The effects of a strong dollar on the economy
The strength of dollar vs all other currencies…
During May and June we have seen a major appreciation in the USD, US Dollar, in relation to the rest of the global currencies, especially with respect to certain emerging countries’ currencies, such as the Argentine peso and the Turkish lira.
One reason for the dollar’s strength lies in the rise of US interest rates, with investors turning to short-term assets in USD (such as treasury bills) as they offer a better return than in the past, with very little risk.
…which could transfer to the real economy…
The fact that the dollar’s appreciation has been generalised may lead to a deterioration in other countries’ economies, given that international investors “withdraw” their investments in those projects or economies that they consider the weakest, seeking a solid return on their dollar-denominated assets.

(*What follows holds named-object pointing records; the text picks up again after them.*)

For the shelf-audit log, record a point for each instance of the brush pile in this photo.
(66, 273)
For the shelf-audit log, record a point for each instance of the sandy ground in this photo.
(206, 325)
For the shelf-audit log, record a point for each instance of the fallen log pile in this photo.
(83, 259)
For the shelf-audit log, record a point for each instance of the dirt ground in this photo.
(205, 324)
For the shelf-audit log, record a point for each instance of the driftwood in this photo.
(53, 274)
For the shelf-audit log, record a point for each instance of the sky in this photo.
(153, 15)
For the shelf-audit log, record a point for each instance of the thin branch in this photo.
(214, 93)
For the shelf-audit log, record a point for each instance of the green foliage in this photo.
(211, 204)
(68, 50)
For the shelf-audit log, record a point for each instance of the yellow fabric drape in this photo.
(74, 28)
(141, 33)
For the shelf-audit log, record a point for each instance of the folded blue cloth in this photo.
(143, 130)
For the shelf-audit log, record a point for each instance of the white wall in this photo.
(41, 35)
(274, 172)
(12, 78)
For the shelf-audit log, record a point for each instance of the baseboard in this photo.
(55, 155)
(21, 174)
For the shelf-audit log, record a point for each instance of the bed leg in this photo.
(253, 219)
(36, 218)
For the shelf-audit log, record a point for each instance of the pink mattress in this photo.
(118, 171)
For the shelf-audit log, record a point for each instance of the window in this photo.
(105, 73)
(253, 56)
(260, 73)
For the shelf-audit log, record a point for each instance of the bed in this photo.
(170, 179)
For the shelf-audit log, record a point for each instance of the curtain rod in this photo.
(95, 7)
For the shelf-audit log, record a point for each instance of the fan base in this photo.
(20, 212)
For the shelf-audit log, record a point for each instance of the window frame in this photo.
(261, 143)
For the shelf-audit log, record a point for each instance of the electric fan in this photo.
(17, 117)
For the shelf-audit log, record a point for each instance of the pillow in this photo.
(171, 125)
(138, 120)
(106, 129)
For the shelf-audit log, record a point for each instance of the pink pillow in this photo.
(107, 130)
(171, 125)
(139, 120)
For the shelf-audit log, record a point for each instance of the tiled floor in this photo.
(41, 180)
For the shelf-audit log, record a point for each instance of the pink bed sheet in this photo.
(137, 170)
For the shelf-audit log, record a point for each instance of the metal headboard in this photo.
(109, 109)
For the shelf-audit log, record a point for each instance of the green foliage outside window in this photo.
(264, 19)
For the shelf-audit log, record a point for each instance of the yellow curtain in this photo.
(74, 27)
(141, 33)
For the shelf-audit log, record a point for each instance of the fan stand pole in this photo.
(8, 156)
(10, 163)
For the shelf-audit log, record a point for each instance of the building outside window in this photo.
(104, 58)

That is one of the reasons why we have seen a greater weakness in assets related with certain developing economies, such as Brazil or Turkey.
For as long as the USD continues to rise, since it is closely tied, as we have said, to US interest rate rises, we may continue to see weakness in these countries or assets.
…and the rest of the financial markets.
The effect of this draining of liquidity could impact in the medium term on financial markets in certain countries, especially those which have high levels of debt in USD. In this sense, the countries most affected would be, in descending order, Turkey, Hungary, Argentina, Poland and Chile.
As a result, we do not rule out fresh episodes of weakness in the financial assets of these countries.